Crosthwaite Writes on Shaker Spiritual Notices

Wednesday, February 19, 2014 - 16:00
An 1845 Shaker spiritual notice from "Holy Mother Wisdom" to Eldress Ruth Landon, copied and illustrated by Eleanor Potter

In the mid-nineteenth century, young Shakers often went into trances during which they believed themselves to be conduits of divine messages. Professor of Religion Jane Crosthwaite has just published about this era in The Shaker Spiritual Notices of Eleanor Potter.

The Shakers—a religious sect whose followers often literally shook with spiritual fervor during worship services—believed in “a theological world where heaven and earth enjoyed frequent and free interchanges,” Crosthwaite writes.

Potter, who lived in the New Lebanon, New York, Shaker community, copied in elegant handwriting the divinely inspired “notices” she received. Then she illustrated the messages with pen and ink drawings. Each notice was bound into a neat booklet reproduced in Crosthwaite’s book, which also includes her scholarly essay analyzing the notices.

Crosthwaite says Potter’s notices were part of a “flood” of such messages from the Heavenly Father, Holy Mother Wisdom, and other “heavenly parents,” praising current Shaker leaders and telling them how to lead their flock.  Potter’s notices are particularly conservative in content, warning members not to stray from the teachings of Shaker leader Mother Ann Lee, which included practicing celibacy and self-denial.

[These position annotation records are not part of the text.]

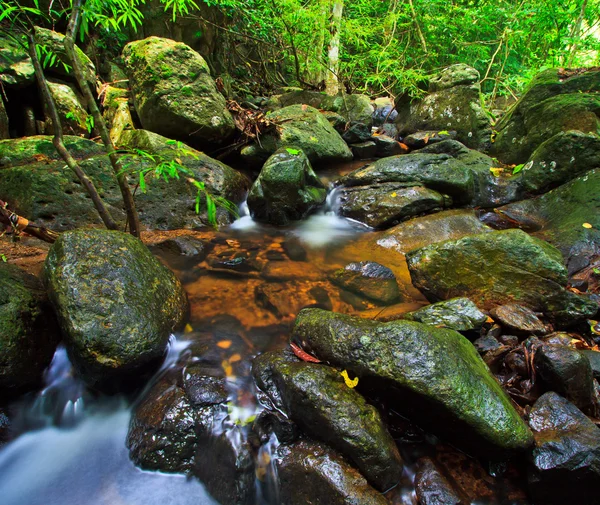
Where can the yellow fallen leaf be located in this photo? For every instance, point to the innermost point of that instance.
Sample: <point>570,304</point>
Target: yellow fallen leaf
<point>351,383</point>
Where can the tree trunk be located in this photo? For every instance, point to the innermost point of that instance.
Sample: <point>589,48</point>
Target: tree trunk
<point>332,81</point>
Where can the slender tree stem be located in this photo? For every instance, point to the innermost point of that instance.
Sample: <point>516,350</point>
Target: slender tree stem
<point>82,80</point>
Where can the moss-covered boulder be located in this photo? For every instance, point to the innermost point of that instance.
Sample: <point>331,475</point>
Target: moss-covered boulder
<point>116,304</point>
<point>174,93</point>
<point>435,376</point>
<point>313,473</point>
<point>559,217</point>
<point>287,189</point>
<point>497,268</point>
<point>300,127</point>
<point>16,68</point>
<point>560,159</point>
<point>316,398</point>
<point>453,103</point>
<point>28,331</point>
<point>556,100</point>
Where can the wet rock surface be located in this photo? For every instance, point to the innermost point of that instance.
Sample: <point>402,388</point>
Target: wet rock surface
<point>496,268</point>
<point>436,374</point>
<point>459,314</point>
<point>28,331</point>
<point>316,398</point>
<point>565,465</point>
<point>116,303</point>
<point>311,473</point>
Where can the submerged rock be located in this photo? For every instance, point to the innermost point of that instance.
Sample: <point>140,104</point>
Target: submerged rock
<point>28,331</point>
<point>174,93</point>
<point>438,378</point>
<point>368,279</point>
<point>287,189</point>
<point>459,314</point>
<point>116,304</point>
<point>498,268</point>
<point>300,127</point>
<point>316,398</point>
<point>315,474</point>
<point>566,460</point>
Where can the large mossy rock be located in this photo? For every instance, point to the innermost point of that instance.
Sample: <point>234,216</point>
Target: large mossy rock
<point>436,376</point>
<point>565,466</point>
<point>116,303</point>
<point>497,268</point>
<point>559,215</point>
<point>555,101</point>
<point>313,473</point>
<point>560,159</point>
<point>173,92</point>
<point>16,69</point>
<point>300,127</point>
<point>287,189</point>
<point>28,331</point>
<point>453,103</point>
<point>316,398</point>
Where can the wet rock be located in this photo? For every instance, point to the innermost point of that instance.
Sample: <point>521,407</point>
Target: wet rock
<point>368,279</point>
<point>499,267</point>
<point>364,150</point>
<point>300,127</point>
<point>436,375</point>
<point>426,230</point>
<point>433,488</point>
<point>518,318</point>
<point>418,140</point>
<point>594,359</point>
<point>287,189</point>
<point>174,93</point>
<point>560,159</point>
<point>28,331</point>
<point>311,473</point>
<point>567,372</point>
<point>566,460</point>
<point>453,103</point>
<point>316,398</point>
<point>459,314</point>
<point>381,205</point>
<point>116,304</point>
<point>558,216</point>
<point>554,102</point>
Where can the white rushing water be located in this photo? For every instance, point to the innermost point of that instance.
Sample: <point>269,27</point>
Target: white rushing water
<point>78,454</point>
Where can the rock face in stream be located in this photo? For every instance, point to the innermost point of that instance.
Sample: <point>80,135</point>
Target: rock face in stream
<point>28,331</point>
<point>315,397</point>
<point>566,461</point>
<point>556,101</point>
<point>315,474</point>
<point>174,93</point>
<point>497,268</point>
<point>437,376</point>
<point>300,127</point>
<point>116,304</point>
<point>287,189</point>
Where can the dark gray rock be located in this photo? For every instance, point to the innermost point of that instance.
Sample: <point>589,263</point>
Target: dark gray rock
<point>116,304</point>
<point>368,279</point>
<point>567,372</point>
<point>28,331</point>
<point>459,314</point>
<point>437,377</point>
<point>519,319</point>
<point>565,465</point>
<point>287,189</point>
<point>316,398</point>
<point>315,474</point>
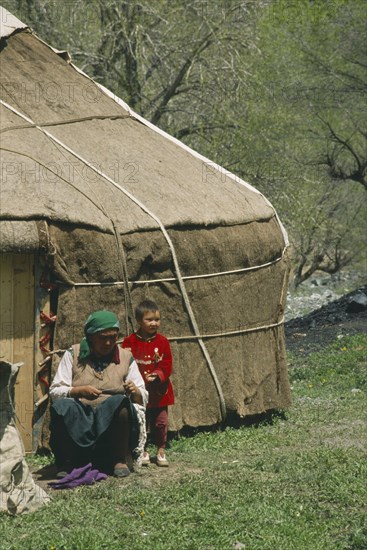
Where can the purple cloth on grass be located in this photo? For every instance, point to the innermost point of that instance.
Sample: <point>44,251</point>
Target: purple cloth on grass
<point>79,476</point>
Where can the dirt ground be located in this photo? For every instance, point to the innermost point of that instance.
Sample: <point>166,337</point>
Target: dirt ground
<point>320,327</point>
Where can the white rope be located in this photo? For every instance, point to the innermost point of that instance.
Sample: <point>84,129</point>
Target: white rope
<point>167,237</point>
<point>184,277</point>
<point>228,333</point>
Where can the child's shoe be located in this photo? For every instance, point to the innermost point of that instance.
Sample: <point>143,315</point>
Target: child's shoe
<point>146,459</point>
<point>161,460</point>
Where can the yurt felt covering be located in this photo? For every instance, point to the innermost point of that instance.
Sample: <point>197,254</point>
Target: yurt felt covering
<point>109,185</point>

The messages also reflect worries about what will happen when aging Shaker elders die.

Potter’s illustrations are related to a larger Shaker tradition of “gift drawings,” which were an acceptable way for Shakers to create and accept art despite a ban on decoration.  Shaker artists “were adept at making virtues and blessings concrete,” Crosthwaite writes. “Approbation became roses; fans indicated discernment; cups could carry tribulation or evidence of long-suffering.” Potter’s images were typical of an era marked by an “extraordinary combination of visionary ambition and common images.”

Potter’s notices both “highlight a moment when the Shaker community was dealing with many issues” and “show the imaginative reach of uneducated believers trying to make statements about eternity,” says Crosthwaite.

Although the Shaker mindset can seem very foreign to many today, she says their efforts were “not unlike what we are still trying to do with our limited understanding of the universe—make what we hope are profoundly insightful observations.”